Slashdot Mirror


Siri Keeps Your Data For Two Years

New submitter LeadSongDog writes with news that Apple has provided information on how long it holds onto voice search data used by its digital assistant software Siri. Speaking to Wired, an Apple representative said the data is kept for two years after the initial query. "Here’s what happens. Whenever you speak into Apple’s voice activated personal digital assistant, it ships it off to Apple’s data farm for analysis. Apple generates a random numbers to represent the user and it associates the voice files with that number. This number — not your Apple user ID or email address — represents you as far as Siri’s back-end voice analysis system is concerned. Once the voice recording is six months old, Apple “disassociates” your user number from the clip, deleting the number from the voice file. But it keeps these disassociated files for up to 18 more months for testing and product improvement purposes." This information came in response to requests for clarification of Siri's privacy policy, which was not very clear as written. The director of privacy group Big Brother Watch said, "There needs to be a very high justification for retaining such intrusive data for longer than is absolutely necessary to provide the service."

6 of 124 comments (clear)

  1. Comparison with Google search? by Anubis+IV · · Score: 4, Interesting

    Anyone have the timeline for Google's disassociation and destruction of search queries? I'm curious how Apple's policies compare against those.

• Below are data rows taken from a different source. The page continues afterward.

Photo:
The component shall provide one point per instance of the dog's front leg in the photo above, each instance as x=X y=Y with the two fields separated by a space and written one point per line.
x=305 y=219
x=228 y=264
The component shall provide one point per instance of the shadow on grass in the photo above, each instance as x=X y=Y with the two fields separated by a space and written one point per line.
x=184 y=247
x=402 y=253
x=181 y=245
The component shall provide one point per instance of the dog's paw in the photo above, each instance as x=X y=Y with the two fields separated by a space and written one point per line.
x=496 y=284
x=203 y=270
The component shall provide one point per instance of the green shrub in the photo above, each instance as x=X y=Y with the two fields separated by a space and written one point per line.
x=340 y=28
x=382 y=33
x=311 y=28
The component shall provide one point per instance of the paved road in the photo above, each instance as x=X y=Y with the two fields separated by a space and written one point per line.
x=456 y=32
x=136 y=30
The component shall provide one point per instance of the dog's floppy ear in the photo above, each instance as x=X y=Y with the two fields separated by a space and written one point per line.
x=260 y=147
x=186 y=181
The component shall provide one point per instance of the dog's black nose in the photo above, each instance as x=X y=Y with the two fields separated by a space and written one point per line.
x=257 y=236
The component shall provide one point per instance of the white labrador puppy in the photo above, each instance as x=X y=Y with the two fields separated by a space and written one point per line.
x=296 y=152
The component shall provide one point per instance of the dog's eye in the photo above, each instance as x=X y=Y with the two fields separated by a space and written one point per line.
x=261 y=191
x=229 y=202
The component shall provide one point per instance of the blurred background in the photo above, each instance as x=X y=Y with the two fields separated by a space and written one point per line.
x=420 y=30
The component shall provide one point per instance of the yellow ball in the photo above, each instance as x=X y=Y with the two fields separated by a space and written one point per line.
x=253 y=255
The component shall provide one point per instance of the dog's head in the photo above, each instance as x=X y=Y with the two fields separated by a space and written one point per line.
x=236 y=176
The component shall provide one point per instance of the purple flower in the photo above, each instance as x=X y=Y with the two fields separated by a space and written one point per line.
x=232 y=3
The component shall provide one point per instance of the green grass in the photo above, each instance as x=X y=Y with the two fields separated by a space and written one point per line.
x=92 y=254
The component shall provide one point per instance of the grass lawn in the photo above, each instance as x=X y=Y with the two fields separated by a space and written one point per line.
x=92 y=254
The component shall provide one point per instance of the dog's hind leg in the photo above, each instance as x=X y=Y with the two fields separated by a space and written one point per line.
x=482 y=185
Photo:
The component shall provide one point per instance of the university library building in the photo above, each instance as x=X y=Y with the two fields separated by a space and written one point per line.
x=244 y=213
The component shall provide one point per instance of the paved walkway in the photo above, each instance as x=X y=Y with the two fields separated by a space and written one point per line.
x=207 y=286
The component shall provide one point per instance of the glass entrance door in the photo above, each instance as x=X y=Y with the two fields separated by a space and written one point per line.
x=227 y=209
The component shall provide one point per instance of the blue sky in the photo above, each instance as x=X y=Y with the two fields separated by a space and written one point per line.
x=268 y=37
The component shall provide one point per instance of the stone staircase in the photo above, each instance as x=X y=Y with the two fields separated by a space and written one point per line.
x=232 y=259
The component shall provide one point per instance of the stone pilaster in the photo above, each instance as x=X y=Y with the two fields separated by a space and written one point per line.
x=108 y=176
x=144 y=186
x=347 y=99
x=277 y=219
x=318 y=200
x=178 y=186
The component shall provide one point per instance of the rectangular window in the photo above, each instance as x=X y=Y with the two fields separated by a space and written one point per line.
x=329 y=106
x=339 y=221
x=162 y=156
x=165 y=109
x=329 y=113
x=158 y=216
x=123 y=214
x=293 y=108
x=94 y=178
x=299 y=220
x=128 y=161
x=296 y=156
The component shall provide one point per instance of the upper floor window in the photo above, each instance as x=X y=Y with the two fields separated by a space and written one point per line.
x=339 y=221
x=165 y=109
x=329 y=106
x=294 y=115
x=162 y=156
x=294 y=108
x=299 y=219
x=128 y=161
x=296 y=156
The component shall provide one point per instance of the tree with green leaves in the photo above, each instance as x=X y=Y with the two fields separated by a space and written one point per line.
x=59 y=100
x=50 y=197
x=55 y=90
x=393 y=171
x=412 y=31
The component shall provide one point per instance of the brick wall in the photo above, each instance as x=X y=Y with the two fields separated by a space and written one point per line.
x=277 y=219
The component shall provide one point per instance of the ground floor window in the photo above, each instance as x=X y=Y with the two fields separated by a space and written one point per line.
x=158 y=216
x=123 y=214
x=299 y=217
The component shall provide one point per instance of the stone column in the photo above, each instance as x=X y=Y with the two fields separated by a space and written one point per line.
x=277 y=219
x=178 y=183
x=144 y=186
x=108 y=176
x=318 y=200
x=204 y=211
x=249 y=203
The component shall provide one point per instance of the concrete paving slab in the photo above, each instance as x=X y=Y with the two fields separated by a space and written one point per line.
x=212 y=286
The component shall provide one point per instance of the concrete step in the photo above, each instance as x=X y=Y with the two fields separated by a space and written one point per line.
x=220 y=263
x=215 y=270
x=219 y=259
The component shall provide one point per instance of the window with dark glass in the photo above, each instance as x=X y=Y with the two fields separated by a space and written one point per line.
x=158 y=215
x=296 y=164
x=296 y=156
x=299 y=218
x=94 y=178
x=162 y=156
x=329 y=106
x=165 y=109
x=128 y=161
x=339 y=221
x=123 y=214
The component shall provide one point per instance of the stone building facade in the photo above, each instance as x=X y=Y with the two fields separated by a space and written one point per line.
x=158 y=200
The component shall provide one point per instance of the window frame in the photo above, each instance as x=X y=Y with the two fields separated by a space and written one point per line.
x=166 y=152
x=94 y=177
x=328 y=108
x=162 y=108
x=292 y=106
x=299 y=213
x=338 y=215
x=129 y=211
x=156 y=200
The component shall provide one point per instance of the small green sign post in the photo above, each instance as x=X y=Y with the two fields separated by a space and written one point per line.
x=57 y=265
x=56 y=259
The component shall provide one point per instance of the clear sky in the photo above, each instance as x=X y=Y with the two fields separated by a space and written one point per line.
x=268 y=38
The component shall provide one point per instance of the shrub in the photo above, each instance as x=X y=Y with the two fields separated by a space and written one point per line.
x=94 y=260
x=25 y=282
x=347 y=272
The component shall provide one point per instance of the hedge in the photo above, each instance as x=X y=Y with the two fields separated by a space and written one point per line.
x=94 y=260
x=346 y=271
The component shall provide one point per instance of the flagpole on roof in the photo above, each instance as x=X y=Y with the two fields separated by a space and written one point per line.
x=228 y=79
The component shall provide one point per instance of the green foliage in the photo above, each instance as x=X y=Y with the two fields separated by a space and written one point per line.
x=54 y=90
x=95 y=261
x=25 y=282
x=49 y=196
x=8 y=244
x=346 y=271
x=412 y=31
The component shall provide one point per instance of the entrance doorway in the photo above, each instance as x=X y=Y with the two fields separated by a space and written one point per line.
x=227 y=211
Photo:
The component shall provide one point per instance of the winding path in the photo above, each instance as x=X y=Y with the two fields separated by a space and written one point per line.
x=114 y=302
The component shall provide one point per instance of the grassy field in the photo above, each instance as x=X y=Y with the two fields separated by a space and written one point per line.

    1. Re:Comparison with Google search? by fazey · · Score: 5, Insightful

      You mean google has an option to hide your search history from you?

    2. Re:Comparison with Google search? by Anubis+IV · · Score: 4, Interesting

      From what I can tell, disabling Google History doesn't seem to come with a promise that Google doesn't keep that data somewhere else. What they say they'll do is stop using your History to present targeted advertising for you across their services, or you can choose to delete individual items from your search history, that way they aren't considered when it comes to determining your interests and the like. What they very carefully seem to avoid saying is that they completely delete your queries from all of their systems, so I wouldn't be surprised if they're still using them in some sort of anonymized form for product improvement purposes, tracking trends, or other things of that sort.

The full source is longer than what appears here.